A Sprint Goal should be outcome-oriented, collaborative, and singular. The whole Scrum team should create the Sprint Goal during Sprint Planning and the goal should be debatable and open to discussion until the team finalizes it by the end of Sprint Planning. Initial Sprint Goal discussions are held in the Sprint Review with the stakeholders based on the current progress made so far towards the Product Goal.
Sprint Goals can be written as SMART goals:
- Specific – The goal should be about 1 thing that your customers value.
- Measurable – There must be a way to measure if the goal was achieved or not. So, the goal must be tangible and objective and cannot be subjective.
- Achievable – The goal must be something the team can accomplish within the Sprint.
- Relevant – The Sprint Goal must be connected to a longer-term strategy or objective like the Product Goal.
- Time-Oriented – Now is the right time to work on this goal and it can be achieved within the Sprint timebox.
Sprint Goals can be written as FOCUS goals:
Another good technique to use when crafting Sprint Goals is to use the FOCUS mnemonic introduced by Maarten Dalmijn in the book Driving Value with Sprint Goals: Humble Plans, Exceptional Results.
- Fun: Come up with a memorable title and try to inject an element of fun (optional but recommended).
- Outcome-oriented: The goal should achieve a common understanding of what you’re trying to accomplish.
- Collaborative: The whole Scrum Team creates the Sprint Goal together.
- Ultimate: The Sprint Goal should include a why, the ultimate reason behind what we’re trying to achieve.
- Singular: The Sprint Goal should consist of a single common objective instead of multiple competing objectives.
Examples of Sprint Goals
Maarten shares these examples:
“The fast and the furious: Decrease page load time on the Product Detail Page by 200 ms.”
“Show me the money: Increase conversion by 0.7% by reducing friction in checkout.”
“Beam me up, Scotty: Migrate our customers to a new customer service platform.”
Maarten Dalmijn in the book Driving Value with Sprint Goals: Humble Plans, Exceptional Results.

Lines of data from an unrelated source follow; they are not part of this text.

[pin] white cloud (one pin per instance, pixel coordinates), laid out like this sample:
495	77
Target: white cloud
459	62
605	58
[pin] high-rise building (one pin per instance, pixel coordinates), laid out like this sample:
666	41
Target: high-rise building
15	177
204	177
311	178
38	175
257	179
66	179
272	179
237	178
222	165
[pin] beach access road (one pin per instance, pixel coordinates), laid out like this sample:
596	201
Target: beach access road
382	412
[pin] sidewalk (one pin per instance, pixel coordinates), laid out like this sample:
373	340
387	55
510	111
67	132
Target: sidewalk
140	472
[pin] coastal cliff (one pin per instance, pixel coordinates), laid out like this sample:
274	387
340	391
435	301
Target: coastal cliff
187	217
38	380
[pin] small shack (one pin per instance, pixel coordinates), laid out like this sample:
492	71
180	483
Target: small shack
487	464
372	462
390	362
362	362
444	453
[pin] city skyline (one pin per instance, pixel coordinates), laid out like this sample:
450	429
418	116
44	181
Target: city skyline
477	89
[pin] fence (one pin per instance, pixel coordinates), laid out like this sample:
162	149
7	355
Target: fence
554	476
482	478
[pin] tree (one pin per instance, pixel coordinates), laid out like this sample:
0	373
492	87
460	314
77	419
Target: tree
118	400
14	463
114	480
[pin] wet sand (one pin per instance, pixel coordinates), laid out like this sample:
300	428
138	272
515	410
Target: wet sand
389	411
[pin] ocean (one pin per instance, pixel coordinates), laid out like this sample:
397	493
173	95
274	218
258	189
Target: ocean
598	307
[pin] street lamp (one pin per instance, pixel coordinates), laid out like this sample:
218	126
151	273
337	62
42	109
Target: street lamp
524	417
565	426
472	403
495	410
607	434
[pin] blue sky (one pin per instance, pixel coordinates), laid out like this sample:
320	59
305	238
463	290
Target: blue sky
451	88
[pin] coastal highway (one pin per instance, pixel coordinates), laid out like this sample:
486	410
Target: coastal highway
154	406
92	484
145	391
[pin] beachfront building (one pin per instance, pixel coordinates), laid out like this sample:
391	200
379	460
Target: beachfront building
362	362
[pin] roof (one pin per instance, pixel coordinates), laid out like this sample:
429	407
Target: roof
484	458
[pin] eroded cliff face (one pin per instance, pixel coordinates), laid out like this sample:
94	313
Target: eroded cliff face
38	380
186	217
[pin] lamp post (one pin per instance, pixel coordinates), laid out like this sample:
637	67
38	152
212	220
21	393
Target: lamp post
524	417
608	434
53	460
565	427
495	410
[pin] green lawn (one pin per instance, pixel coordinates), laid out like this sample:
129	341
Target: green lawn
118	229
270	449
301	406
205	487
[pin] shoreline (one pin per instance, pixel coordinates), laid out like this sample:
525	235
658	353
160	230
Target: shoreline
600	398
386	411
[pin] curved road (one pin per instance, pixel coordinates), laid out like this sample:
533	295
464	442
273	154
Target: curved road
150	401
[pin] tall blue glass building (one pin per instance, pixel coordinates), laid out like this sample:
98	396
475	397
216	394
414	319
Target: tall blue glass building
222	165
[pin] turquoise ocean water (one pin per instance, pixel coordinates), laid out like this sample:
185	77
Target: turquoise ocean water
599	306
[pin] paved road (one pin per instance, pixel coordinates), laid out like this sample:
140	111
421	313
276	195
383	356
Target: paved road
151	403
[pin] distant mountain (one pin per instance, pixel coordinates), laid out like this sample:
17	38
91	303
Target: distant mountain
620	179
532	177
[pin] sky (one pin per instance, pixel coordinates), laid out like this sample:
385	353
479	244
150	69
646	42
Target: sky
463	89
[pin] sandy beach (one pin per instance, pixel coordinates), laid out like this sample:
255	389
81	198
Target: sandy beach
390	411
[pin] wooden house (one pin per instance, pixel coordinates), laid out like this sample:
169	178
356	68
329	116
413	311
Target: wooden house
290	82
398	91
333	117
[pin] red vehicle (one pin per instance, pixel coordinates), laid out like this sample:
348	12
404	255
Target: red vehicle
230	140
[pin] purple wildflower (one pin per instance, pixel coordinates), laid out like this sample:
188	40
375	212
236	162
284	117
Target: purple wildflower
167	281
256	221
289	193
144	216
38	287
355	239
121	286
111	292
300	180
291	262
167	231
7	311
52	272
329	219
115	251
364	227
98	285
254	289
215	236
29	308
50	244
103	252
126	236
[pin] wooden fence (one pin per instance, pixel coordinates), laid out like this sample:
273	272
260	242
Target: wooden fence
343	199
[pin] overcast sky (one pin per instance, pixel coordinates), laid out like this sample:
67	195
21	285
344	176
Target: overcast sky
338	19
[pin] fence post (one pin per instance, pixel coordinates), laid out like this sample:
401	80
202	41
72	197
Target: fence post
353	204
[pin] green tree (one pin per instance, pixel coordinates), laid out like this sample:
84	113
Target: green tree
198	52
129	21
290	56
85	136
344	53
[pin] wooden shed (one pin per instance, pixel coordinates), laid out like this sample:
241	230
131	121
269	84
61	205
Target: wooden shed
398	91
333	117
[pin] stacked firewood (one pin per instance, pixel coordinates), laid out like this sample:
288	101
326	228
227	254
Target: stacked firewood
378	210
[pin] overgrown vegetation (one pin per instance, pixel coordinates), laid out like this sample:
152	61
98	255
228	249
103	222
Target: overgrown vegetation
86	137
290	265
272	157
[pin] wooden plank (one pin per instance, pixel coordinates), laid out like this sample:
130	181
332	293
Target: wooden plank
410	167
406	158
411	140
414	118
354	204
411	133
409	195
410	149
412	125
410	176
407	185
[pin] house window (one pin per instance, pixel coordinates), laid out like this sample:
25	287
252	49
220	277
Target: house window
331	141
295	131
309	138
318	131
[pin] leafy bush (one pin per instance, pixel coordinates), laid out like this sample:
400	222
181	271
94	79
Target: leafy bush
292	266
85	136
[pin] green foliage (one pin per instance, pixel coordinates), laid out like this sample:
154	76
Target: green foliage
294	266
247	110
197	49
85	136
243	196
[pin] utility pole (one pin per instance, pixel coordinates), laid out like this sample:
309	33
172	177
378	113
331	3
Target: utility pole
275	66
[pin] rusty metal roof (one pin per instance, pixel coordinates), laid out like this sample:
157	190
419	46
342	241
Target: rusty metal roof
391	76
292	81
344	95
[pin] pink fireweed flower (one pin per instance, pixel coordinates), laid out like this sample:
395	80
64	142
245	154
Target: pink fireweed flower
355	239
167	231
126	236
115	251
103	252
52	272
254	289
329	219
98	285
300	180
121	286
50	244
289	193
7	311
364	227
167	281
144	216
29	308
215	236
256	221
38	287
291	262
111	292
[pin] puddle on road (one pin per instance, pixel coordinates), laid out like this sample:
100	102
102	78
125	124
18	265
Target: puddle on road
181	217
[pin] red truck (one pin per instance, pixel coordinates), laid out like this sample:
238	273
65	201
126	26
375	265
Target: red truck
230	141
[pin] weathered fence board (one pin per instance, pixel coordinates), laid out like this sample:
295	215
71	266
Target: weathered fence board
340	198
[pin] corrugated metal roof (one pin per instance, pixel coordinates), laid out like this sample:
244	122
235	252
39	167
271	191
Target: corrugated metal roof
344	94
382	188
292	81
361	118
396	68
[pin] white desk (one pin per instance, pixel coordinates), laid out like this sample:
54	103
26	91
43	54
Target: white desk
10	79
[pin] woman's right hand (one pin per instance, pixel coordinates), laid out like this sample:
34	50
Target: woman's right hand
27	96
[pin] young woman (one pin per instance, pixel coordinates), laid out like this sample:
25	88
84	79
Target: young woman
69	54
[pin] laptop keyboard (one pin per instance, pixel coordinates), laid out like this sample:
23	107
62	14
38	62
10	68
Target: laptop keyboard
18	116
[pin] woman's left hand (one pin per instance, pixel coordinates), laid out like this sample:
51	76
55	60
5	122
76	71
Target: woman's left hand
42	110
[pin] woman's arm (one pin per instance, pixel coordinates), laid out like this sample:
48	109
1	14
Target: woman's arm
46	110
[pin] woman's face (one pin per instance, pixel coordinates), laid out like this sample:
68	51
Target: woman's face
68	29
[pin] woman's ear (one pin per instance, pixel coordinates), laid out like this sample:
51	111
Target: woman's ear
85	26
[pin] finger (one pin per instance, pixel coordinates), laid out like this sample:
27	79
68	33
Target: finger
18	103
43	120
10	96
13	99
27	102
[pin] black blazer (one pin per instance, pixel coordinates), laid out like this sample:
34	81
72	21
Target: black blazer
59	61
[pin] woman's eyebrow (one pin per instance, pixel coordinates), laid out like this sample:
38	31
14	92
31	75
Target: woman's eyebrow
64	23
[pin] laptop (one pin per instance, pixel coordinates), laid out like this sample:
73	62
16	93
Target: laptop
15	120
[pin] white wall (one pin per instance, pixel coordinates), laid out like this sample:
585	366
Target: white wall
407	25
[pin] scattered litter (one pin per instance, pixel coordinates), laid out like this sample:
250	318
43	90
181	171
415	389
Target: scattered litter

Tips for Writing Sprint Goals
Whichever approach you use, keep in mind that:
- A Sprint Goal should be crafted collaboratively in Sprint Planning with the Developers and not imposed on the Developers.
- Developers must agree that it is reasonable and achievable within the Sprint duration. If not, then the team needs to come up with a more realistic goal.
- There should be just 1 Sprint Goal to encourage collaboration, prioritization, and focus.
- The Sprint Goal should never be about velocity or any other such measure. It should be about the product and something the customers/users value.